The bequest, which includes $100 million in previously announced pledges, will enable Columbia and NewYork-Presbyterian to recruit the best basic scientists, physician-scientists, and clinicians dedicated to developing innovations in patient care, including improvements in the efficacy of radiation therapy, new surgical approaches, and a variety of new therapeutic options for patients. A key focus will be the further advancement of cancer research and clinical care in Columbia's Precision Medicine Initiative, which, in partnership with NewYork-Presbyterian, is exploring the genetic and genomic basis of cancer and other life-altering diseases.
The gift also will be used to expand facilities at the Herbert Irving Comprehensive Cancer Center, which was established in 2012 at Columbia University Irving Medical Center with a $40 million gift from the Irvings.

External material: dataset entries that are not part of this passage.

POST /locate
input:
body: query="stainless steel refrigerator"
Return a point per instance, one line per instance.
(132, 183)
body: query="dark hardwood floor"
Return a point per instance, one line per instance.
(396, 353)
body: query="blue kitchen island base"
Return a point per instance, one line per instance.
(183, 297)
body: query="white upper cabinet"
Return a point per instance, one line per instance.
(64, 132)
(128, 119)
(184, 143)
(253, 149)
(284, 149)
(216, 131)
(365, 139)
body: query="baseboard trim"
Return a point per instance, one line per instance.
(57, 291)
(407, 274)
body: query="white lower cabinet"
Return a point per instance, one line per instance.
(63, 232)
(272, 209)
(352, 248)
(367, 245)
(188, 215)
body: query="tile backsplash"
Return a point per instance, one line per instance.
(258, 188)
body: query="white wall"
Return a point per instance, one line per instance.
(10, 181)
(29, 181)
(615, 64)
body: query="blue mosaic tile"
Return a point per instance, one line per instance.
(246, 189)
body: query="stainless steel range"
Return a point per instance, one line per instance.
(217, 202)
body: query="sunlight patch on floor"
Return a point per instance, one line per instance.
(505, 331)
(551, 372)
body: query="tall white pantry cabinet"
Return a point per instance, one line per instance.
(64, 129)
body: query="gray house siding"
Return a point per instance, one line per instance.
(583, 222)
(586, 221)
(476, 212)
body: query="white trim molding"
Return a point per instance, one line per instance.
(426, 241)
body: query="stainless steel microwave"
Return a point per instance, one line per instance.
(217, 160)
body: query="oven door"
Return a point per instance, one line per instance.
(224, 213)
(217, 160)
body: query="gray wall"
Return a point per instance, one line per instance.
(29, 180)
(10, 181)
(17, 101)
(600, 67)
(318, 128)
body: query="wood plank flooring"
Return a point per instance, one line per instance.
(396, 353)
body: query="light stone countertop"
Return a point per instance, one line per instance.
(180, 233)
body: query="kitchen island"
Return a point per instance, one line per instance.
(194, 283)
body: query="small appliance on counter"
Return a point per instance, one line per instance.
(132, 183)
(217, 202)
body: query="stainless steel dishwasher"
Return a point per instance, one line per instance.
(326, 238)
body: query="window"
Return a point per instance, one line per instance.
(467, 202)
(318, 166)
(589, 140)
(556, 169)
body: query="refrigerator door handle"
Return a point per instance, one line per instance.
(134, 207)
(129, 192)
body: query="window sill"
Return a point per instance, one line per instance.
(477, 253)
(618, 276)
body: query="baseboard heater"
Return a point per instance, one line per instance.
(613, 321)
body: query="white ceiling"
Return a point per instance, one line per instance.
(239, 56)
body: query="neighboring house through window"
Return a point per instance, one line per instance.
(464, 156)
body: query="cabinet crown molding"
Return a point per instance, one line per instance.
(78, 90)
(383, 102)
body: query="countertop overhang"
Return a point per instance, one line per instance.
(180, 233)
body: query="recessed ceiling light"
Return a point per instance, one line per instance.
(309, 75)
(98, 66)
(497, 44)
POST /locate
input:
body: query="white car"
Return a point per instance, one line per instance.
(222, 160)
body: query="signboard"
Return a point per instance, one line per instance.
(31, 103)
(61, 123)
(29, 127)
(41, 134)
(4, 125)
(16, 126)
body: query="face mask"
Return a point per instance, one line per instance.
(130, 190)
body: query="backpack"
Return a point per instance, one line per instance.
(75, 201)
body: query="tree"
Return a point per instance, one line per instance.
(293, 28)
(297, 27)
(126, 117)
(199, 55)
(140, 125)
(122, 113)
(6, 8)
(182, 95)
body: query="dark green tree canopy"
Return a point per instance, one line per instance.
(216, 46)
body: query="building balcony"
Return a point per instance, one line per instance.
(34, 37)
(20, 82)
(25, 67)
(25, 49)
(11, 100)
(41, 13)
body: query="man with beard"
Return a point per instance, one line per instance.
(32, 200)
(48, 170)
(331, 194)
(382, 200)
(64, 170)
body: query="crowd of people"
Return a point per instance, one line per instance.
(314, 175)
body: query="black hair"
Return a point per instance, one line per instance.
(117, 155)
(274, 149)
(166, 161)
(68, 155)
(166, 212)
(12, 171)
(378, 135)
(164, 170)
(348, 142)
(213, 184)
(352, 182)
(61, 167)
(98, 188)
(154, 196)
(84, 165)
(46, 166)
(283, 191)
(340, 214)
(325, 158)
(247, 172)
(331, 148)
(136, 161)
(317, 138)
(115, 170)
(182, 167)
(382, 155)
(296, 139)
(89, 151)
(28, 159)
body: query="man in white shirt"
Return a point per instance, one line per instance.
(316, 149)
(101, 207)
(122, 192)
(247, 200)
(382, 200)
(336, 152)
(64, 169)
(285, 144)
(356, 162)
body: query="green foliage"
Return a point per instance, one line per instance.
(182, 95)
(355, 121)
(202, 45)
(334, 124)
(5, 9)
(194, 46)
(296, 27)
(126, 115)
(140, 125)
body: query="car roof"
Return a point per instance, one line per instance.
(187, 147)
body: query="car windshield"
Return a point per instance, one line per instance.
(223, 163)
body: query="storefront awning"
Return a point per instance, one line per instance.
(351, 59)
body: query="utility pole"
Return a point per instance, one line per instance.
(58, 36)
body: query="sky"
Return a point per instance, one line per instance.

"It is widely recognized that the long battle against cancer has arrived at a crucial juncture," said Lee C. Bollinger, Steven J. Corwin, and Lee Goldman, the leaders, respectively, of Columbia University, NewYork-Presbyterian, and Columbia University Irving Medical Center, in a joint statement. "What is perhaps less well understood is that the dramatic advances now within our reach will be realized only by harnessing the learning of many different scientific disciplines, and such work requires enormous institutional resources. The Irvings have given us the means to engage in that collective effort, and we are determined to reward their ambitious vision."
The bequest brings the Irvings' total giving to Columbia University and NewYork-Presbyterian to more than $900 million over the past three decades. Herbert Irving, who died in 2016 at the age of 98, was a co-founder and former vice chairman of Sysco Corporation. The Irving family also made a bequest of $80 million to the Metropolitan Museum of Art this week in support of its Department of Asian Art.
"Herbert and I have always been proud to help the terrific doctors at Columbia and NewYork-Presbyterian," said Florence Irving. "It meant everything to him to be able to support world-class research and caregiving that makes a difference in people's lives. I am honored, as he always was, to be associated with these great institutions and the special people who make them what they are."